The Hubble Deep Field will be used to perform a statistical study of the distribution of galaxies on the sky. This is an essential test of models for the structure of the universe and galaxy formation theories. Predicting how clustering should vary with brightness (or other galaxy properties) is a key challenge to models of structure formation. Current observations show that galaxies tend to cluster around other galaxies. However, the faintest galaxies are almost randomly distributed on the sky. The Hubble Deep Field will push such studies to fainter limits.
Detailed studies of the ages and chemical compositions of stars in our own galaxy suggest that it has led a relatively quiet existence, forming stars at a rate of a few suns a year for the last 10 billion years. Other spiral galaxies seem to have similar histories. If this is typical evolution for spiral galaxies, then predictions can be made for what they should have looked like at half their present age including their size, color and abundance. This information, combined with actual distances derived from ground-based spectroscopic observations, will provide a new test for theories of spiral galaxies.

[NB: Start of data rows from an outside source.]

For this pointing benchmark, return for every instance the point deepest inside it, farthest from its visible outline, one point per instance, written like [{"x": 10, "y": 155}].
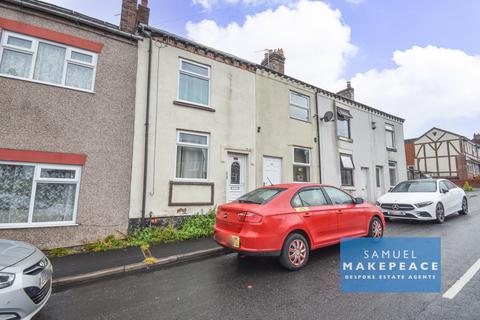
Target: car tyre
[
  {"x": 375, "y": 230},
  {"x": 440, "y": 213},
  {"x": 295, "y": 252},
  {"x": 464, "y": 206}
]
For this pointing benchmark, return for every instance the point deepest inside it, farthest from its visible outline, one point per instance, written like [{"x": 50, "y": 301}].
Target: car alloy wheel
[
  {"x": 464, "y": 206},
  {"x": 440, "y": 211},
  {"x": 376, "y": 228},
  {"x": 295, "y": 252}
]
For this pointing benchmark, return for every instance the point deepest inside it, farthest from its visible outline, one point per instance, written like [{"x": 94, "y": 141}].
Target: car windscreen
[
  {"x": 415, "y": 186},
  {"x": 260, "y": 196}
]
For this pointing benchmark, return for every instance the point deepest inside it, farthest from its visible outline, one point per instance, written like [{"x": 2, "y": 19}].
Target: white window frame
[
  {"x": 37, "y": 179},
  {"x": 302, "y": 164},
  {"x": 392, "y": 165},
  {"x": 197, "y": 75},
  {"x": 194, "y": 145},
  {"x": 352, "y": 169},
  {"x": 34, "y": 50},
  {"x": 299, "y": 106},
  {"x": 390, "y": 129}
]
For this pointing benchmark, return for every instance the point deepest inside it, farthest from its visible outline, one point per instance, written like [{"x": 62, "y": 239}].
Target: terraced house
[
  {"x": 67, "y": 92},
  {"x": 211, "y": 126}
]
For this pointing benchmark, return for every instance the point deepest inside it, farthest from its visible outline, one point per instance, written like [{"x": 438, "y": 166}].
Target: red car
[{"x": 289, "y": 220}]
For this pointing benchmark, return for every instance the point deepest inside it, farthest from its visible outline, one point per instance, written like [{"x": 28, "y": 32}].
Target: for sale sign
[{"x": 390, "y": 265}]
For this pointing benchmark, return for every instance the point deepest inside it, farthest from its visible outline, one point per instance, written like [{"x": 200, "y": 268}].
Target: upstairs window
[
  {"x": 192, "y": 155},
  {"x": 301, "y": 165},
  {"x": 390, "y": 136},
  {"x": 392, "y": 169},
  {"x": 194, "y": 83},
  {"x": 343, "y": 123},
  {"x": 46, "y": 62},
  {"x": 346, "y": 169},
  {"x": 299, "y": 106}
]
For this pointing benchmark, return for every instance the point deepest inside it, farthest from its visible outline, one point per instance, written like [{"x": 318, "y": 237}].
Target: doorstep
[{"x": 85, "y": 267}]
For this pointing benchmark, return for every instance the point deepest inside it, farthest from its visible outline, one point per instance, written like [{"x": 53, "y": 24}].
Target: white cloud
[
  {"x": 429, "y": 86},
  {"x": 209, "y": 4},
  {"x": 355, "y": 1},
  {"x": 315, "y": 40}
]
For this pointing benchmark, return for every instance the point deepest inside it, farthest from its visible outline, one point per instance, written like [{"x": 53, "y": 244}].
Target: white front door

The other major class of galaxies seen in the nearby universe is the elliptical, football-shaped aggregates of stars that appear to be very old and stopped forming stars long ago. There is currently much debate about when such galaxies formed and whether they formed through collisions of other types of galaxies or through collapse of a pristine cloud of primordial gas in the very early universe. The Hubble Deep Field, along with other deep Hubble images, provides a snapshot through time, which can be used to search for distant elliptical galaxies, or primeval galaxies that might later evolve into elliptical galaxies.
An open universe expands forever because it does not contain enough matter (also called mass density). Space is said to be negatively curved, as first described by Einstein in his law of general relativity. A closed universe eventually stops expanding and then contracts, to ultimately collapse into a black hole. In such a universe space is described as positively curved the universe folds back in on itself and space is unbounded but finite. The distribution of galaxies in the Hubble Deep Field images may yield clues to the curvature of space. The Hubble Deep Field results will be compared to models that predict how the universe should look if it is open or closed. If certain classes of galaxies can be identified where uncertainties in evolution are small, then the sizes, brightnesses and numbers of faint examples of these galaxies can be compared to the local properties to estimate the cosmological curvature.